Perlahan dia meraih kedua tanganku, dan aku tak bisa menolak.
"Apa mungkin Shanum bisa memiliki mama sepertimu?" Suaranya lirih, tetapi penuh penekanan.
Kalimat itu jelas ambigu, dan masih butuh penjelasan. Apa maksudnya?
"Oke, mungkin kamu bingung, tapi aku merasa kamu perempuan yang bisa mengerti putriku."
"Maksudnya?"
"Iya, aku ingin kamu bisa terus membersamai Shanum dan ... aku."
Demi Tuhan! Dadaku bergemuruh. Mendadak seluruh persendian tubuhku terasa menegang dan menghangat.
"Aku nggak ngerti." Mungkin bersikap bodoh seperti ini akan lebih menyelamatkanku, meski aku paham walau Damar bermain dengan kata-kata.
"Aku minta kamu izinkan aku bertemu orang tuamu."
Kutarik tanganku dari genggamannya, tetapi Damar tak mengizinkan.
"Mungkin kamu nggak percaya, tapi aku nggak pernah seserius ini."
Dalam keterkejutan, mendadak semua cerita tentang Damar satu per satu muncul di kepala. Semua hal tentang dia dan perempuan-perempuan cantik yang ada di akun IG-nya tampil seperti slide film. Belum lagi ucapan kedua rekanku yang bisa jadi lebih tahu tentang pria yang sedang menatapku ini.
Entah, aku perempuan ke berapa yang dicekoki kalimat seperti yang dia ucapkan. Meski jujur, perempuan mana yang tidak bahagia mendengar kalimat seperti itu.
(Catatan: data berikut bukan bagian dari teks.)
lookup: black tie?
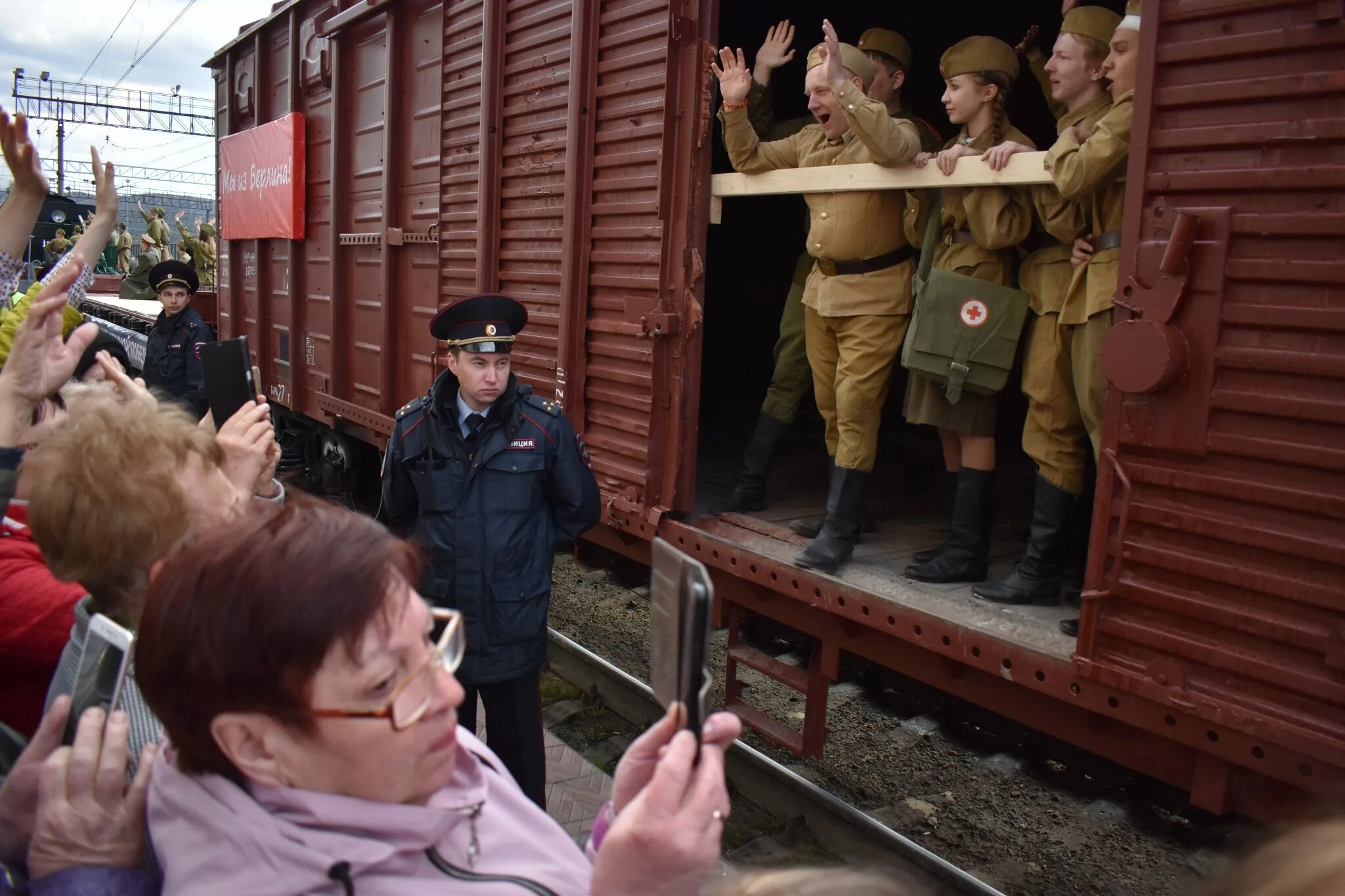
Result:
[466,414,485,452]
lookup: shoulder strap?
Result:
[916,190,943,284]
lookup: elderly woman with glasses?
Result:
[136,498,739,896]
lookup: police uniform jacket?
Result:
[144,305,211,425]
[384,371,601,684]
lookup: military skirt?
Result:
[902,252,1011,435]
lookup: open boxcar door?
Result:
[1076,0,1345,807]
[438,0,713,526]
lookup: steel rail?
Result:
[548,629,1005,896]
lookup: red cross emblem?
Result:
[959,298,990,326]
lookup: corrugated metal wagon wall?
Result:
[1077,0,1345,792]
[439,0,709,518]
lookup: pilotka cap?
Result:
[808,43,875,90]
[860,28,914,71]
[1060,7,1120,45]
[939,35,1018,79]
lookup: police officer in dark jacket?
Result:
[384,295,601,809]
[144,259,212,423]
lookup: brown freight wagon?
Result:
[208,0,1345,817]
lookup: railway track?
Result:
[549,629,1003,896]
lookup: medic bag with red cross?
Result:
[901,190,1030,404]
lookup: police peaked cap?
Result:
[429,293,527,353]
[149,258,200,293]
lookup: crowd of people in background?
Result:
[0,1,1345,896]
Mereka benar, Damar memang pria flamboyan yang sangat pintar memainkan kata-kata. Dan tragisnya, aku jadi salah satu korbannya kini.
"Nggak!" Kutarik kuat tanganku sehingga terlepas dari genggamannya. "Aku nggak bisa."
Damar keheranan dengan mata menyipit dia bertanya, "Kenapa? Aku serius dan ...."
"Nggak, Damar. Nggak!"
"Kamu harus kasi tahu aku kenapa?"
"Kenapa kamu maksa aku? Kamu belum tahu siapa aku dan kamu juga nggak tahu bagaimana perasaanku."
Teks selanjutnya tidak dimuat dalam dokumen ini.